In a groundbreaking development, the U.S. Securities and Exchange Commission (SEC) is reportedly attempting to shape the structure of Spot Bitcoin Exchange-Traded Funds (ETFs). SEC Bitcoin ETF now shows signs of life as the agency has started asking the exchanges of the ways they plan to engage.
Bloomberg analyst Eric Balchunas believes that this is a positive development. On November 17, Balchunas shared a series of threads on X, revealing insightful details on discussions between the SEC’s Trading & Markets Division and digital asset exchanges. The two have been in talks about the mechanics of the proposed ETFs, highlighting a preference for cash creates over the traditional in-kind approach.
Balchunas sheds light on the positive implications of “cash creates.” This approach, according to him, eases restrictions on broker-dealers who cannot directly deal in bitcoin. He stated:
“Cash creates makes sense IMO because broker-dealers can’t deal in bitcoin, so doing cash creates puts an onus on issuers to transact in bitcoin.
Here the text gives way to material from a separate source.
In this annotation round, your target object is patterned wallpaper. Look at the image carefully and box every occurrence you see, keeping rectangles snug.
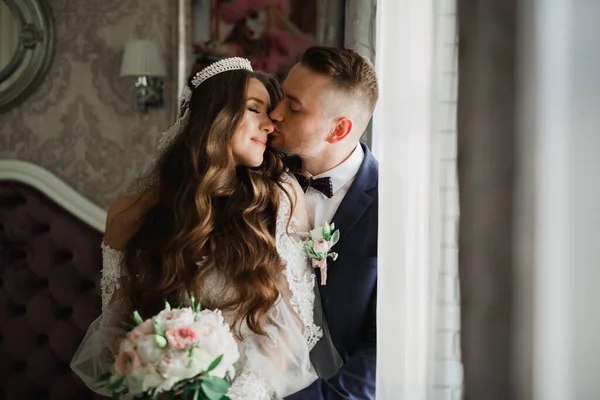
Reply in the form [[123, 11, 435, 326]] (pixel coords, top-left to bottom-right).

This keeps broker-dealers from having to use unregistered subsidiaries or third-party firms to deal with the BTC. Less limitations for them overall.”
In general, in-kind creations involve institutions providing assets, in this case bitcoin, in exchange for ETF shares. In contrast, the SEC’s suggested cash creation would involve using cash to buy these shares.
Implications for SEC Bitcoin ETF Applicants
This shift, addressed through “19b-4 filings,” indicates a significant development in ETF proposals. Notably, 19b-4 filings are typically used to petition regulators for rule changes. While only a few Spot Bitcoin ETF applicants initially considered cash creations, this preference introduces a notable deviation from the norm.
The rationale behind favoring cash creation lies in streamlining bitcoin transactions. This method allows ETF issuers direct handling of bitcoin dealings, eliminating complexities tied to unregistered subsidiaries and third-party firms. Additionally, it may enhance transaction privacy and reduce overall restrictions in the ETF ecosystem.
Balchunas notes that despite the shift in SEC preference, the probability of Spot Bitcoin ETF approval by January remains high. Notably, in October, Bloomberg ETF analyst duo Eric Balchunas and James Seyffart predicted a 90% chance for Bitcoin Spot ETF approval. Balchunas clears:
“Anyway, this doesn’t change our 90% odds up or down but is a good sign the process is marching and SEC has a path forward in the plumbing that they are comfortable with.”
The SEC’s proactive approach, seeking opinions on various ETF applications since late September, adds credibility to these claims. Discussions have focused on concerns prevalent in the digital asset market. This includes potential market manipulation and the need for robust surveillance-sharing agreements.
An Important Deadline
The imminent decision on a Spot Bitcoin ETF application from ARK Invest, expected by January 10, 2024, holds significance. This decision by the SEC could set a precedent for how it views and regulates these novel financial products. As the January deadline approaches, all eyes remain on the regulator, anticipating a decision that could redefine the future of bitcoin investments.